Head Of Irish Whiskey Association And Dairy Industry Ireland Director Call For Irish Products That Contain Input From NI To Be Recognised As Still Having EU Origin Status
The head of Ibec's Irish Whiskey Association, William Lavelle, and Dairy Industry Ireland director Conor Mulvihill have called on the Irish government to appeal to the EU to recognise Irish products t...
The head of Ibec's Irish Whiskey Association, William Lavelle, and Dairy Industry Ireland director Conor Mulvihill have called on the Irish government to appeal to the EU to recognise Irish products that contain some level of input from Northern Ireland as still having EU origin status.
As reported by The Irish Times, since the UK left the EU, a range of goods deemed to be produced in the Republic of Ireland lost their EU originating status and, consequently, their access to lower or zero preferential trade tariffs with some markets, and mixed-origin dairy products that are manufactured in the Republic do not have access to EU market support measures anymore.
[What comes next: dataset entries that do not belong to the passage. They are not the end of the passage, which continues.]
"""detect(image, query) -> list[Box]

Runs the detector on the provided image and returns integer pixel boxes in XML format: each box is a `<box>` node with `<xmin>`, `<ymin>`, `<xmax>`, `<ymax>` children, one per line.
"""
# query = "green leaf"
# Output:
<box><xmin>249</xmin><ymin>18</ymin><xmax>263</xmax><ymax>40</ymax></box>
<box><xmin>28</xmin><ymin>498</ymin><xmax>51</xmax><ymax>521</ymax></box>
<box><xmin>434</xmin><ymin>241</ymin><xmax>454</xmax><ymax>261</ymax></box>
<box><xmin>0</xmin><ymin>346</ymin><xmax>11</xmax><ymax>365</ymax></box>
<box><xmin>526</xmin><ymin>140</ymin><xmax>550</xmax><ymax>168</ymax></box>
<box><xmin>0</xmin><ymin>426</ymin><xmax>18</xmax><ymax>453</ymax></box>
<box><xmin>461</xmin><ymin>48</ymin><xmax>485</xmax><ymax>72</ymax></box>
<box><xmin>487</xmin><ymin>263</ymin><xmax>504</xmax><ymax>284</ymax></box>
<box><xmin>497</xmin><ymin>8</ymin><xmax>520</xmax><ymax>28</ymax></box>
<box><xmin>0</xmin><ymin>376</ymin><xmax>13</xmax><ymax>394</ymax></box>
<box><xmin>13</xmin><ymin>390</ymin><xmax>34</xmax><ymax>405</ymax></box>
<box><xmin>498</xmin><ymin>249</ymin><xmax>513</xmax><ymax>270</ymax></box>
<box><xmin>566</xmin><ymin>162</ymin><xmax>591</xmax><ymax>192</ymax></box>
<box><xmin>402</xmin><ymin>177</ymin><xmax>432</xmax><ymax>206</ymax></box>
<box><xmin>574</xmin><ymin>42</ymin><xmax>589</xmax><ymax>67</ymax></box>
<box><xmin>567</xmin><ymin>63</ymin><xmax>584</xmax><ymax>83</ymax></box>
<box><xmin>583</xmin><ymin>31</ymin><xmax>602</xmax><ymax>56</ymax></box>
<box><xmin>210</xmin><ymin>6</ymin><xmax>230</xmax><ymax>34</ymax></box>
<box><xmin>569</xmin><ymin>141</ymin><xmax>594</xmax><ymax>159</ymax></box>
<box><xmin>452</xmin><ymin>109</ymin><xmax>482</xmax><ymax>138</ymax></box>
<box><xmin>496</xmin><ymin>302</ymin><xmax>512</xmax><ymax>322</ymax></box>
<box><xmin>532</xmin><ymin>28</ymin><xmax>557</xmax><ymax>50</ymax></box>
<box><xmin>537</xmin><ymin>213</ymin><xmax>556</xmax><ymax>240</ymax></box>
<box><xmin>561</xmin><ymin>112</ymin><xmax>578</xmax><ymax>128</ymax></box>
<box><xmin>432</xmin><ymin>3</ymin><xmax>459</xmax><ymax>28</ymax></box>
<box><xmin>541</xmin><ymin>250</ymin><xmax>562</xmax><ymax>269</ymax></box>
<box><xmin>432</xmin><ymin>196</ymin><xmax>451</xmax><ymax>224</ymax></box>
The goods affected reportedly include some Irish whiskey and dairy products, and said affected Irish whiskey and dairy products are reportedly produced primarily in the Republic, but contain some level of inputs or processing in Northern Ireland.
According to The Irish Times, said products lost their EU originating status under all EU trade agreements with markets across the globe because the rules of origin in said agreements do not recognise inputs or processing from outside of the EU.
The Irish Times quotes Lavelle as saying at a hearing of the Seanad special select committee on Brexit, "Irish whiskey containing Northern Irish inputs or processing have now lost access to zero or reduced tariff provided for EU free trade agreements with a range of markets including South Africa, Switzerland, Serbia, South Korea, Colombia, Vietnam and Botswana.
"As an example, the tariff facing Irish whiskeys deemed to be of EU origin in South Africa is zero while the tariff facing Irish whiskey which have lost their EU originating status is 154 cent a litre. In South Korea, it is zero compared to 20%."
The Irish Times quotes Mulvihill as saying that is "vital" that a solution is found to allow Irish dairy products from the "integrated all-island dairy supply chain" to gain access to existing and future EU free-trade agreements.
Mulvihill reportedly said, "This is an unfair and anomalous situation since milk and products produced in Northern Ireland must adhere to EU standards, with free movement being facilitated under the Ireland/Northern Ireland Protocol
"The failure to designate these mixed origin dairy products manufactured in Ireland as EU is causing difficulties."
Mulvihill reportedly also said that segregation of milk "has never been needed and would be extremely difficult for dairy and specialised nutrition companies to achieve".
Mulvhill reportedly added that the matter is "further complicated" by the fact that there is insufficient processing capacity in Northern Ireland to handle all of the milk that is produced there.
Additional Lavelle And Mulvihill Statements
Lavelle and Mulvihill, who were reportedly joined by Dairy Council for Northern Ireland chief executive Dr Mike Johnston at the hearing of the Seanad special select committee on Brexit, reportedly said that they do not want the EU to renegotiate trade agreements, but to instead consider new rules of origin that protect cross-border supply chains on the island of Ireland.
The Irish Times quotes them as saying, "We are calling on the Irish government to continue to champion the need to reform rules of origin and territoriality rules in international trade to protect and facilitate cross-border supply chains on the island of Ireland."